As new lines are added, they should not only enable new point-to-point traffic, they will also feed new traffic into existing trunk lines. In other words, as the HSR network matures, if anything these network effects should enhance and not detract from returns.
Financial vs. Societal Returns
Another important point is that passenger rail networks should not just be evaluated on the basis of financial returns, but on total societal returns. As a public asset, the rail network is not trying to maximize profit or return of capital from a purely financial perspective.

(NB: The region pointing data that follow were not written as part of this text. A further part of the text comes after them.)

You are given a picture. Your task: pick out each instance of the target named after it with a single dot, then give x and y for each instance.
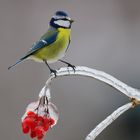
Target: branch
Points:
(132, 93)
(99, 75)
(100, 127)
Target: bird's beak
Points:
(71, 20)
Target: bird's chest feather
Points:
(57, 49)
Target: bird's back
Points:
(57, 48)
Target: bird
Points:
(53, 45)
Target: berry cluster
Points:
(36, 125)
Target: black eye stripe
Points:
(65, 19)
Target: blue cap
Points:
(61, 13)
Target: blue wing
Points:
(45, 40)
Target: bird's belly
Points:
(53, 52)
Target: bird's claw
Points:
(72, 66)
(53, 71)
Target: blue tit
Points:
(53, 45)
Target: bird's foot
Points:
(72, 66)
(53, 71)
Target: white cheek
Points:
(63, 23)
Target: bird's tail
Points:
(18, 62)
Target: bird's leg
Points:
(69, 65)
(51, 70)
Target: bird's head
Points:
(61, 20)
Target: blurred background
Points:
(105, 36)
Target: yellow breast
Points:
(56, 50)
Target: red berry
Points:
(31, 113)
(39, 132)
(51, 121)
(33, 134)
(46, 127)
(25, 128)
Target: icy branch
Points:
(99, 75)
(100, 127)
(132, 93)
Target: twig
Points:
(99, 75)
(101, 126)
(132, 93)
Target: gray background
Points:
(105, 36)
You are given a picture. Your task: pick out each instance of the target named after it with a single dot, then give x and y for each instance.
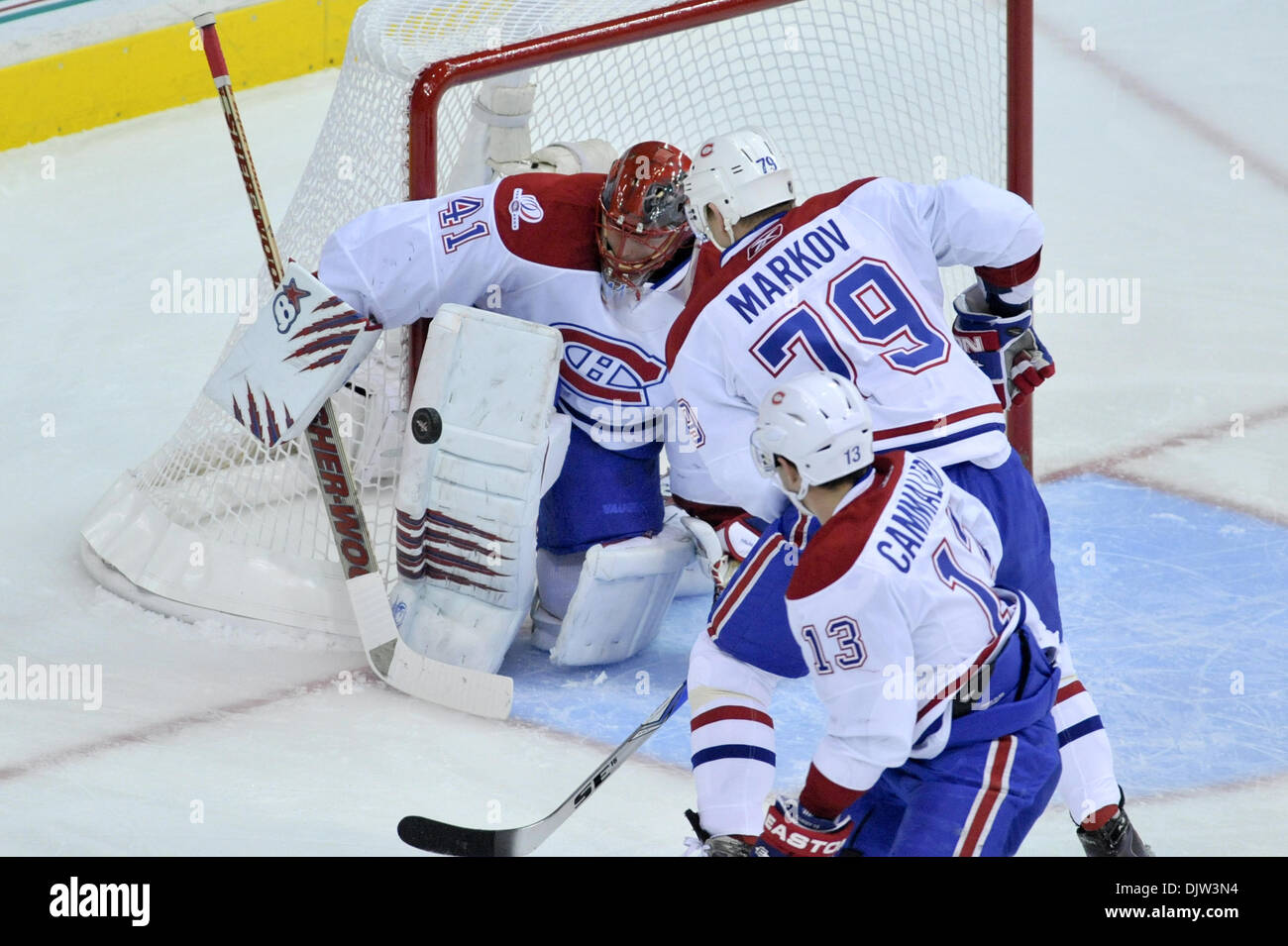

Profitability can be maximized at China Railway by simply increasing fares, but doing so would eat away the societal value of enabling the masses to travel comfortably, affordably and at great benefit to the environment vs. alternatives. More important than financial returns is affordability, and by most measures HSR in China is quite affordable.
Fares are reasonable, and if you travel in the 2nd-class compartments, there is a healthy mix of local and migrant travelers. I recently put together some information that calculated the relative affordability of high-speed rail across several different countries with HSR systems and China was right in the middle.
As disposable incomes in China continue to rise, affordability should only increase over time.
In Chapter 7, the World Bank report attempts to measure the economic return (as differentiated from financial return) by accounting for all the various benefits and costs. This is how they arrived at the aforementioned 8% economic rate of return.
Finally, the assumption that the HSR build-out is driven by “patriotic” reasons is just speculative and highly subjective. One could simply ask why wouldn’t it be perceived as equally “patriotic” to reform the hukou system or build a modern, national healthcare system?
Perhaps there are other reasons, more objective and practical, why those other reforms haven’t happened as quickly but that is a discussion for a future time.